How to Forgive Yourself and Tap into Mental Freedom
There's a question worth sitting with before you do anything else: Would you rather be right, or would you rather be happy?
Choosing to be right feeds your ego. Choosing to be happy feeds your spirit. And when you insist on being right, you quietly hand your power over to the person or situation that hurt you. Forgiveness isn't about them. It never was. It's about getting yourself back.
Life is genuinely messy. People hurt each other, miss each other, fail each other, and then carry that weight around for years. But learning how to forgive, including forgiving yourself, is one of the most radical acts of self-care there is. When you do it, something shifts. You feel calmer. Lighter. More like yourself again.
Here are some of the most common questions people ask about forgiveness, and honest answers to each one.
How do you forgive yourself when you know you've treated someone badly?
Self-forgiveness is the hardest kind. But here's the most useful thing to hold onto: you now know better, so do better.
You can't change the past. What you can do is let it inform how you show up next time. Life has a way of circling back and offering us similar situations again, as if asking, okay, what will you choose this time? When that moment comes, choose something you'll feel proud of.
There's also something powerful about turning your experience outward. If you've lived through something painful that you caused, and you have a chance to share that story in a way that helps someone else, take it. Don't use it as an excuse to shame yourself endlessly. Use it as fuel. Become an advocate. Let your past be the reason someone else avoids unnecessary pain.
How do I forgive myself for missing moments with my children?
Start by being kind to yourself, because you deserve that at minimum.
Here's something that's easy to forget: the way a situation unfolds isn't always entirely about you. Your children came into this world with their own path to walk. There are things they're meant to learn, ways they're meant to grow, and some of that growth might actually come from navigating the world a little more independently than you'd like.
A mother who worked constantly and was rarely home raised children who turned out deeply loving, fiercely independent, and proud of her. They didn't need her physical presence every moment. They needed her love, and they felt it. Your children feel yours too.
The more you forgive yourself, the more available you become to receive the love your kids already have for you. That love is enormous. Don't let guilt stand between you and it.
I'm struggling to accept the way I look. How do I build self-love?
You're not alone in this, not even close.
It's worth knowing that the beauty industry is a multibillion dollar enterprise built entirely on convincing you that you're not enough. It works on everyone. People whose careers depend on their appearance, people celebrated publicly for how they look, still struggle with this. The problem isn't you.
But let's go a little deeper. What else is underneath the self-criticism? Are there conditions you've quietly placed on your own worthiness? Would you accept yourself more easily if you had more money, more achievements, more recognition? If so, that's worth examining. Because the question isn't really about your appearance. The question is: why are you making your love for yourself conditional at all?

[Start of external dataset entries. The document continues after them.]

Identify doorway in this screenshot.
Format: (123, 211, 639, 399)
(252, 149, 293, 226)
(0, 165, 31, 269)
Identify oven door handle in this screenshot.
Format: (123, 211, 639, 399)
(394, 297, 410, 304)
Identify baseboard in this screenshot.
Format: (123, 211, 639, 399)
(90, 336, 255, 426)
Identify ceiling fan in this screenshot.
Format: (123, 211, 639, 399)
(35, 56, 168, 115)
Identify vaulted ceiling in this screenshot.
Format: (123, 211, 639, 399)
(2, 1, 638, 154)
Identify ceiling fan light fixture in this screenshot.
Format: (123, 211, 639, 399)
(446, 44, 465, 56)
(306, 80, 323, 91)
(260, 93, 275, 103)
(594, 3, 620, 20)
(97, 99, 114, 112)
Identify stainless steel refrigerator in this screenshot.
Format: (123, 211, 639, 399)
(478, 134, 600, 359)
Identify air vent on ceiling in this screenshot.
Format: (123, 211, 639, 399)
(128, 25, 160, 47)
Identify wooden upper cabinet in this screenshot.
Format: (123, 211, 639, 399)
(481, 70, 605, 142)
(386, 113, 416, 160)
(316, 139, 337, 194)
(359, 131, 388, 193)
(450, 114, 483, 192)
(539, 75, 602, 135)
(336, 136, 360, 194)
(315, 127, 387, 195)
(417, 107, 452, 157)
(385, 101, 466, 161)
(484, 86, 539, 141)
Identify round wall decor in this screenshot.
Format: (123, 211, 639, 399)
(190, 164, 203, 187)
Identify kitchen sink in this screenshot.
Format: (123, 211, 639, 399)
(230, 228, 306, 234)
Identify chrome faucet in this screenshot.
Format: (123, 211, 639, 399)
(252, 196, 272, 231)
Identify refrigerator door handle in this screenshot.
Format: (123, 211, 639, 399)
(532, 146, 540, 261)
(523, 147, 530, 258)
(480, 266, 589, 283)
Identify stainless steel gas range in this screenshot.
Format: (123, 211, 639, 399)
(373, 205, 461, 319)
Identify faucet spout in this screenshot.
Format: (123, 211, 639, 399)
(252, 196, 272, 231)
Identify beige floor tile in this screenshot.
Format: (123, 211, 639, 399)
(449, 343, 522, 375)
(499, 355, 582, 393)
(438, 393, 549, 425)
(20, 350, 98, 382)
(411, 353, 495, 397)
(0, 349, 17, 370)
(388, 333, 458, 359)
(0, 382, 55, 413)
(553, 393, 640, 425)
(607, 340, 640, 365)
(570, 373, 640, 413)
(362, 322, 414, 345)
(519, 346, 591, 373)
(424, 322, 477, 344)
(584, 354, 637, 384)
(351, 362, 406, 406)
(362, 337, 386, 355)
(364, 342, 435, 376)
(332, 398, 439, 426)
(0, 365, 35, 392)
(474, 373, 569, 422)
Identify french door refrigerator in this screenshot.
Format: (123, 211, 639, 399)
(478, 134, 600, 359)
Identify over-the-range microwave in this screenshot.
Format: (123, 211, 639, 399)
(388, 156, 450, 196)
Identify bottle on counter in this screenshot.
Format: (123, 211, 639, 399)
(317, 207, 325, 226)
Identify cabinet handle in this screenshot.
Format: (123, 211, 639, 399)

Someone, somewhere, taught you that you had to earn the right to feel good about yourself. That was a lie. You don't have to earn it. Unconditional self-love isn't a reward for becoming something else. It's available to you right now, as you are.
What are some rituals for letting go?
Sometimes we forgive wholeheartedly and still can't quite reach closure. When that happens, writing can help move what's stuck.
Try a three-letter series. In the first letter, say everything about the injustice. Let it be raw and honest. In the second, write from your ego's perspective, all the ways you've been wronged, all the vindication you want. In the third, write from a deeper place, from your spirit, with whatever compassion and release you can access. By the third letter, most people find that something has genuinely shifted.
Can you forgive someone and still set boundaries with them?
Absolutely, and it's important to understand that these two things are not in conflict.
Forgiveness doesn't mean you're giving someone permission to keep hurting you. It means you're saying, what you did came from your own pain, and I'm not going to carry it anymore. You're setting yourself free, not excusing their behavior.
Boundaries are simply the structures you put in place to protect your peace. If someone in your life is consistently harmful, you're allowed to create distance, even if you've forgiven them. In fact, that distance can be an act of generosity. A person who repeatedly hurts others is usually someone who doesn't much like themselves. Holding a boundary gives them an invitation to reflect. What they do with that is up to them.
If you need to create distance from someone, you might say something like: I love you, and our relationship has helped me grow in real ways. Part of that growth means I need to choose situations that support my wellbeing. The way we come together right now isn't doing that for either of us, so I'm stepping back. I wish you genuinely well.
Whether they receive that with grace is not your responsibility. You said it with love. That's enough.
Mental freedom isn't something that happens once. It's something you choose, sometimes daily, sometimes moment to moment. But each time you choose to forgive instead of holding on, you get a little more of yourself back. And that is absolutely worth it.